In 4.1 a sensor can be slave to multiple masters or device can be master and slave at the same time
I have still yet to find a technology that will allow me to use my heart rate data from swimming as well as walking. Is there anything out there that will transmit in the swimming pool to a computer device like iPhone 5.
Physics is your problem. Water is very, very good at shielding the electromagnetic waves these things use to transmit data to your phone. I believe there are a few that will log your HR during your swim locally for later download but I don’t think any can transmit to your phone in real time during a swim.
Polar H7 can transmit data in water as it has both a Bluetooth and a “magnetic” radio. There are no phones today that can receive the magnetic.
Well that’s all as clear as mud! All my sports devices are Ant+ but I’ve been wondering about BTE since Suunto Ambit3 went that way. I’ve been burned too many times in the past by dragging my feet when a new standard gathers momentum and I’ve not moved with the times because of prior investment (physical and mental). So I was looking to solid reasons to go one way or the other. And was expecting to see a rash of conversion devices (eg. so the expensive Ant power meter can send data to a BTE logger). So I’m left thoroughly muddled.
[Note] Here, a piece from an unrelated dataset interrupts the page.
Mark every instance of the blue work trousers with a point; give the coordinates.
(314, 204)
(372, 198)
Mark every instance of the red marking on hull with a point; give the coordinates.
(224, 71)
Here is my problem with Bluetooth LE. Example. Garmin cycling computer, connects with LE to smart phone. Heart rate monitor has LE and Ant+. HR monitor won’t connect to phone because computer is connected, if I disconnect computer then HR will connect but can’t connect computer. However, HR will connect to computer, and fitness band with Ant+ at same time. Devices with Ant+ can be a slave and master at the same time and I can as many connections as I want. LE is in my opinion inferior technology unless I want notifications from my phone to a device.
Yes, the new SUUNTO AMBIT 3 can record your heart rate while swimming, by storing it. Then it will transmit to a device afterwards.
The biggest problem with ant+ is there is no independent oversight. Garmin can (and did) make changes to the spec and make devices no longer work.